Impayés locatifs : le gouvernement veut durcir le ton pour rétablir la confiance

En lançant une mission dédiée aux impayés locatifs, le ministre du Logement entend faciliter les expulsions et cibler les locataires jugés de mauvaise foi pour relancer le marché. Une stratégie dénoncée comme répressive par les associations, sur fond de forte hausse des expulsions.

Le ministère du Logement engage une nouvelle phase de réflexion sur l'épineux dossier des impayés. Vincent Jeanbrun vient de confier une mission stratégique à Hugues Périnet-Marquet, président du Conseil national de la transaction et de la gestion immobilières (CNTGI) et professeur de droit, afin de formuler des propositions pour débloquer un marché locatif marqué par la méfiance des bailleurs. L'enjeu affiché est de taille : "rétablir la confiance entre locataires et propriétaires" tout en s'attaquant à ceux que le ministre qualifie de "mauvais payeurs". L'idée est d'alléger les barrières à l'entrée, comme les cautions excessives, tout en "simplifiant les sorties" pour les cas d'impayés persistants. 

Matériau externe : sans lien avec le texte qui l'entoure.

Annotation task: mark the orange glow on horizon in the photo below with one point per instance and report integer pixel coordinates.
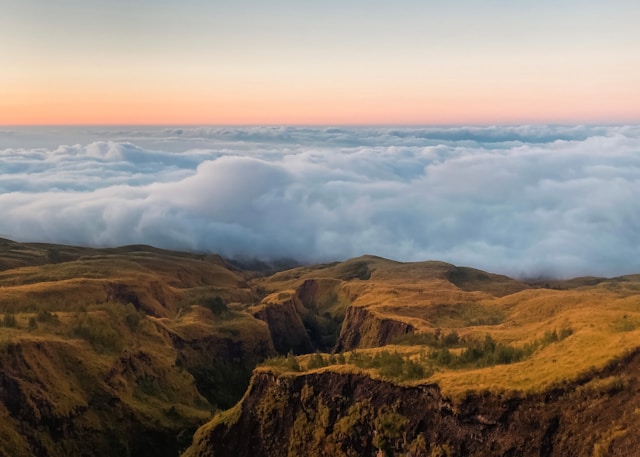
(341, 107)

La mission devra notamment étudier la faisabilité juridique d'assimiler les locataires de "mauvaise foi" (ceux qui cessent délibérément de payer sur une longue durée) à des squatteurs. Pour Vincent Jeanbrun, ce durcissement est le corollaire indispensable de la relance immobilière : "Aujourd’hui, la question des squats et des impayés est essentielle et urgente à traiter. C’est en recréant un lien de confiance entre le propriétaire et le locataire [...] que nous pourrons recréer une dynamique en faveur de l’investissement locatif". D’après nos informations, Hugues Périnet-Marquet devrait rendre ses conclusions à l'automne.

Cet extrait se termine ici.